Macaroni Béchamel (aka Macarono Forn)
Recipe credit: Ms. Mary Rizkalla
Serves 6 to 8 people
- 1 box/package penne pasta (16 ounces)
- Water, enough to cover the pasta
The meat sauce:
- 1 pound (500 grams) ground beef
- 1 medium onion, minced
- 1 cup of tomato sauce/juice
- 2 teaspoons of meat spices
- 1 tablespoon of tomato paste
- Salt and pepper to taste
The Béchamel sauce (white sauce)
- 4 cups milk
- 6 tablespoons butter
- 6 tablespoons flour
- Salt & pepper to taste
- 1/2 cup of mozzarella and/or parmesan cheese (optional)
- 1 egg (to brush the surface of the pasta bake)
- Make the pasta. Fill a big heavy bottom pot with water, salt it, and bring it to a vigorous boil. Add the pasta to the boiling water and cook it al dente (check package instructions). Drain the pasta and don’t rinse it with water. Set aside. See notes
- Make the Béchamel Sauce. Melt the butter, add the flour and cook for about 5 minutes, stirring constantly, until it resembles a golden paste. Add warm milk and continue stirring until the sauce begins to thicken. See notes.
- Make the meat sauce. Sauté the minced onion in a pan, until it sweats. Add the ground beef, and season with spices. Let the meat sauce simmer until it is browned and most of the water has evaporated. If there is too much fat in the pan, drain the fat before you add the tomato sauce. Stir in a cup of tomato sauce/juice and tomato paste and mix well until the sauce is totally blended with the meat. Let the sauce simmer until it thickens. See notes.

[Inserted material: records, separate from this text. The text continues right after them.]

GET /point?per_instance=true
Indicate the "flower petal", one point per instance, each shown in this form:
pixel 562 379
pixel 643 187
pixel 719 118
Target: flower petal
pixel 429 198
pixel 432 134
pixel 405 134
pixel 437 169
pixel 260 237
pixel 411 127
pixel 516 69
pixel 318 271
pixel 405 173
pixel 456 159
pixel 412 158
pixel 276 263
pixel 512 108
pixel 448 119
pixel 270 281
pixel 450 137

- Preheat the oven at 375 °F.
- Assemble the dish. Butter a 13×9 baking dish. Scoop a quarter of the béchamel sauce and mix it with the penne and then add it to the baking dish as the first layer. Add the meat sauce as the second layer, even it out, and then add the third layer which is the white/béchamel sauce. Spread it evenly with an offset spatula. For a tanned surface, add a beaten egg with a drop of vanilla. See notes
- Bake the pasta in a preheated oven at 375 degrees for 45 minutes or until the surface is brown.
- Serve hot, next to a fresh, green salad.

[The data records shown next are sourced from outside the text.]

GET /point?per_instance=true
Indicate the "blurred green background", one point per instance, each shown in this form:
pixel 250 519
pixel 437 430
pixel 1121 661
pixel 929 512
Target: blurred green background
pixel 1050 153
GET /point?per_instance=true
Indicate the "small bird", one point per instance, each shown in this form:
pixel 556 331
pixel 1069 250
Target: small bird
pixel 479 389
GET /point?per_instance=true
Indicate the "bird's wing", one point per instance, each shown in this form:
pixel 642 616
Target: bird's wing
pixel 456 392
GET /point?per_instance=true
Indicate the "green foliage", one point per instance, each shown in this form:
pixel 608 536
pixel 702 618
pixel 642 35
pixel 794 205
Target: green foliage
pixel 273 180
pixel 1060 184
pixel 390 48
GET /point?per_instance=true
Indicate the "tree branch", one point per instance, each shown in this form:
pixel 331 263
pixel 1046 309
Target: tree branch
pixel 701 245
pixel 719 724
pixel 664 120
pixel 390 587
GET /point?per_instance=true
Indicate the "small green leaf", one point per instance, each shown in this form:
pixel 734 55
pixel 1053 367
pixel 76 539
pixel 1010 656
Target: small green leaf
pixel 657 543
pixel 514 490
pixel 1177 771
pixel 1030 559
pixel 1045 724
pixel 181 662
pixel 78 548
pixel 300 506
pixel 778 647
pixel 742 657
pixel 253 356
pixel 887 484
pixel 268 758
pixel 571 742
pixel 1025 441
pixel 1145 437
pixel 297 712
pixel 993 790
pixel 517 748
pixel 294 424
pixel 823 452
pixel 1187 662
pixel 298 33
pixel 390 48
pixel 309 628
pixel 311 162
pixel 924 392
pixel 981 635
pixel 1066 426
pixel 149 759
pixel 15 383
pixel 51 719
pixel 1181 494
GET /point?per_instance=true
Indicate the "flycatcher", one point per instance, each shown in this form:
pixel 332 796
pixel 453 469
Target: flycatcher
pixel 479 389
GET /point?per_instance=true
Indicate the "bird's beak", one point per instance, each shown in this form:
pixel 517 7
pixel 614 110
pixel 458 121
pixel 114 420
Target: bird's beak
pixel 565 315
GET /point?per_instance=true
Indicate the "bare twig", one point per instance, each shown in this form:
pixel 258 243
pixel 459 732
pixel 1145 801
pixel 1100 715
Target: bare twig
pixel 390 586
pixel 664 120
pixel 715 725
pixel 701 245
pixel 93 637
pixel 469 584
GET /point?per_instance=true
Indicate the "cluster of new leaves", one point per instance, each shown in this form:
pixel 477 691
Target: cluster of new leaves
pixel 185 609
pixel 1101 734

- Store in the fridge up to two days. You can also freeze the dish assembled but not baked in the freezer up to three weeks. See notes.
- Cook the pasta al dente and avoid overcooking it, so it doesn’t collapse and disintegrate when it is baked in the oven.
- Before starting the white sauce, I like to infuse the milk first with bay leaves, a half onion, a couple of whole cloves, a pinch of cinnamon, and a dash of nutmeg.
- For a lump-free white sauce, use warm milk and not cold. Warm milk tends to blend in better and faster to make a smooth white sauce.
- I find that a mix of ground beef and lamb instead of beef alone, is a good variation of this pasta bake.
- Avoid a watery meat sauce. It shouldn’t be dry either. A luscious meat sauce is thick and full of flavors.
- For a tanned surface, you can omit the addition of the beaten egg and add some grated mozzarella and/or parmesan.
- If you plan on freezing the pasta bake, don’t add the beaten egg to the surface. Add the egg right before baking it.
- For a gluten-free recipe, swap in corn flour for flour and gluten-free pasta.
2 thoughts on “Macarona Béchamel/Forn: The dish that bridges three cultures”
What do you mean by “meat spices”?
Hi Carrie, meat spices are a spice blend, found online and Middle Eastern stores. I will add this to the notes.